本文通过R语言的3个短小编程片段来介绍R的一些基本特征。

1 计算Signed Log（带号对数，用于对数化处理负数）
～本节基于Practial Data Science with R Chapter 4里面Data Transformation的内容

signedlog10=function(x){
  ifelse(abs(x)<=1,0,sign(x)*log10(abs(x)))
}

1.1 这是一个函数的定义，可以在console里输入{RStudio的界面据说跟matlab很像}，也可以在R Script、R Markdown里面输入。R语言的主要平台——RStudio对所有输入成分同一对待，不同输入方式的子平台主要是运行和显示方面的区别。
1.2 定义一个函数与定义一个变量具有同样的赋值过程（但定义类不一样）。一般人用等号，学究和写书的在定稿时偷偷把等号批量替换成“ <- ” 。lol...
1.3 R的一个优势是数学和统计计算，这一点在编程语言底层有详细考虑和深入设计，该函数中的ifelse(), abs(), sign(), log10都是封装好的基本语句。同样的基本语句还有sample(), factor(), rep(), table()甚至predict（）、glm（）{general linear model}等满足高级功能的，无需调用外部库。

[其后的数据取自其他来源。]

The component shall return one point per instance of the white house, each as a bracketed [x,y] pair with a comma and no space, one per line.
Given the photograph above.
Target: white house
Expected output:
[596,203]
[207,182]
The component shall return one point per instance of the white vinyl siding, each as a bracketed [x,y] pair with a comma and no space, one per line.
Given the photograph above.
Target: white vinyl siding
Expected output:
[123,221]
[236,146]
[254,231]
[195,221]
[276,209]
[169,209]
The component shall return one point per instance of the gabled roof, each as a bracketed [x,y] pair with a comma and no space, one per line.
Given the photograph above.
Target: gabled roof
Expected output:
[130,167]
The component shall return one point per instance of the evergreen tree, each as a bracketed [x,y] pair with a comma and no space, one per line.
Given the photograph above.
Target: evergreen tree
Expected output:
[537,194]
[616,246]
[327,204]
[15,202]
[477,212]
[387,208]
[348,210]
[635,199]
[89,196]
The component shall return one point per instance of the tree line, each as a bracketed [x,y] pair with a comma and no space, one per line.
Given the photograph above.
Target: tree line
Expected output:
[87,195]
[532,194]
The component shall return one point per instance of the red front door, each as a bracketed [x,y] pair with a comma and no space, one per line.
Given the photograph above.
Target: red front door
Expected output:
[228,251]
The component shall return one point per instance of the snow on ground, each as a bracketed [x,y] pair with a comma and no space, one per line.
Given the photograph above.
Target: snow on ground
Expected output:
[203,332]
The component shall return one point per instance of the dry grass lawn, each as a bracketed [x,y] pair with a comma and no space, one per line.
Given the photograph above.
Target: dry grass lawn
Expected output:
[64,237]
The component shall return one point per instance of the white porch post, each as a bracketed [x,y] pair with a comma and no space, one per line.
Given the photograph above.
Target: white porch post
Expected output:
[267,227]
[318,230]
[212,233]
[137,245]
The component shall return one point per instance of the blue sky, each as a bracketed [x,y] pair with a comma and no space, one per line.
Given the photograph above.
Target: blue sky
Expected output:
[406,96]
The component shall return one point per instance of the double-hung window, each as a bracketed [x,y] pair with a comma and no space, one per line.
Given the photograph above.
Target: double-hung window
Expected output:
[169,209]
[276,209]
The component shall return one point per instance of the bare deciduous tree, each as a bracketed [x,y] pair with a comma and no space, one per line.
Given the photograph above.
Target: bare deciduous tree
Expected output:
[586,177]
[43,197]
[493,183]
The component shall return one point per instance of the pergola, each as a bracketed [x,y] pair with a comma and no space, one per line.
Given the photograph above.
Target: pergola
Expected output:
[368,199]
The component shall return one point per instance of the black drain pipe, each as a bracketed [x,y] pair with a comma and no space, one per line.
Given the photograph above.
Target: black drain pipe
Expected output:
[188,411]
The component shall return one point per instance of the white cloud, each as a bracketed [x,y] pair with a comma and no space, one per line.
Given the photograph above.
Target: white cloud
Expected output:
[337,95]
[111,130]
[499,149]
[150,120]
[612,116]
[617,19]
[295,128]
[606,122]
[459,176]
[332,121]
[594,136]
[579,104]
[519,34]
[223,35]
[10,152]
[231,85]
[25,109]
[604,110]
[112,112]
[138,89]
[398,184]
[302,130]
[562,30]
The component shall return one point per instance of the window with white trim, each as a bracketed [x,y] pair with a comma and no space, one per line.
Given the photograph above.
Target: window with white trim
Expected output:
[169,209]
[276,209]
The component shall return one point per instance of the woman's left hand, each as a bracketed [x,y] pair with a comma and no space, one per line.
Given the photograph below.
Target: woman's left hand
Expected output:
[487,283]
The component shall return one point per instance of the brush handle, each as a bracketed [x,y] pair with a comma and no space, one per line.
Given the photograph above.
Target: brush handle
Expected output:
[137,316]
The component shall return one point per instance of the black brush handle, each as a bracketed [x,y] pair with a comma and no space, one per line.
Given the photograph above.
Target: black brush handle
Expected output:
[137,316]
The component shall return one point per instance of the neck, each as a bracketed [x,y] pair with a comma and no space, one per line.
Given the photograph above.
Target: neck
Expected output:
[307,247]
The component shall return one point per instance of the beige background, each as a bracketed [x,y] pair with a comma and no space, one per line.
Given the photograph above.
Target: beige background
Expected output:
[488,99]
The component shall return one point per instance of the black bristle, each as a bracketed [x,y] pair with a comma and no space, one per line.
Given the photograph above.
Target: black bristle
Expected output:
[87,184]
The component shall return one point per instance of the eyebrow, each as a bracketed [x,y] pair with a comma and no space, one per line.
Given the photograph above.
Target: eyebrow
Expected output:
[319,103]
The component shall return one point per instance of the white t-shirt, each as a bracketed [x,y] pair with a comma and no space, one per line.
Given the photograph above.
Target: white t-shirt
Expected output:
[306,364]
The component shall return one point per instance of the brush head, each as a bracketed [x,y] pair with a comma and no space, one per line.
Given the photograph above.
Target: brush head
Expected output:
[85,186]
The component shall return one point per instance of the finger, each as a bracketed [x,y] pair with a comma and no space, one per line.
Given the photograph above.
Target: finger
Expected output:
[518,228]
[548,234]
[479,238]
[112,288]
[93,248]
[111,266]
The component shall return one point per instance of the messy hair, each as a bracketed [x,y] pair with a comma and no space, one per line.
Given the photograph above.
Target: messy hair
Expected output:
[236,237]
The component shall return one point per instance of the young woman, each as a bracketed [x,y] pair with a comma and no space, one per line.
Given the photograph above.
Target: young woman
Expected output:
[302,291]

2 Coarsen the Levels of a Factor （<通过合并相同项或提取个别项>将等级化的枚举组合简化）
～本节内容基于R Programming for Bioinformatics pp17

> y=sample(letters[1:5],20,replace = T)  #take 20 random samples from 1st to 5th English alphabet#
> y
 [1] "a" "d" "a" "a" "b" "e" "c" "a" "e" "e" "c" "d" "e" "e" "e" "c" "b" "c" "e"
[20] "a"

> v=as.factor(y)  #factor y, a vector (array) of numerics into ordinals#
> v
 [1] a d a a b e c a e e c d e e e c b c e a
Levels: a b c d e    #5 levels generated from y as they are distinct#

> xx=list(I=c("a","e"),II=c("b","c","d"))  #generate an (unordered) list containing two "nodes": vector I and II that each contains some characters
> levels(v)=xx  #set the levels of v, whose data type is "factor" as xx; the v remains to be a factor yet the attribute "level" is changes#
>  v
 [1] I  II I  I  II I  II I  I  I  II II I  I  I  II II II I  I 
Levels: I II  #v remains to have 20 elements but only two levels can be distinguished after "coarsening"#

对level的操作进一步体现了高级封装的特性，对factor（类似enum）的操作不是修改数据本身，而是修改数据的attribute，把5个维度变成2个。

3 计算连中
～本节内容基于Cousera课程Introduction to Probability and Data第3周的统计实验部分
计算连中是分析“热手”问题的一个中间步骤，这里要设计一个函数来判断有序列中连中的出现情况，在这个序列中投中了是H，没中是M，连中的情况包括0（一个都没中），1（中了1个），2（连中2）等情况，具体实现过程在下面代码的注释中体现了。

function (x) 
{
  if (!is.atomic(x)) 
    x = x[, 1] //preprocess x if x is recursive
  if (any(!x %in% c("H", "M"))) 
    stop("Input should only contain hits (\"H\") and misses (\"M\")") //stop processing if the data contains illegal alphabets
  y = rep(0, length(x))//create a vector (horizontal array) containing only 0 with the length of x as its length
  y[x == "H"] = 1 //map all “H” in vector x as “1” and replace the value of corresponding locations on y with those “1”
  y = c(0, y, 0)  //create a new “y” by adding 0s at the beginning and the end of the vector
  wz = which(y == 0)  //return a vector of all locations of y that are valued 0
  streak = diff(wz) - 1  //Firstly create a new vector consisted of all values of differences between the “cells” and its nearest neighbour in front of it starting from the second cell. e.g. diff(c) where c is (1,2,3,5)<vectors are indicated by parenthesis covering them> will return (1,1,2) Secondly, deduct number one from all “cells” on the vector in order to have zero value if the result is unhit as due to the incremental feature of locations on the vector, the result will be at least 1. 
  return(data.frame(length = streak))
}

这个例子的关键在于如何定位非0值的位置并利用这个位置作为streak的值，这Java中有String的indexOf但对于array等更复杂的数据类型则需要自己定义，而R语言在核心部分对此就进行了设计。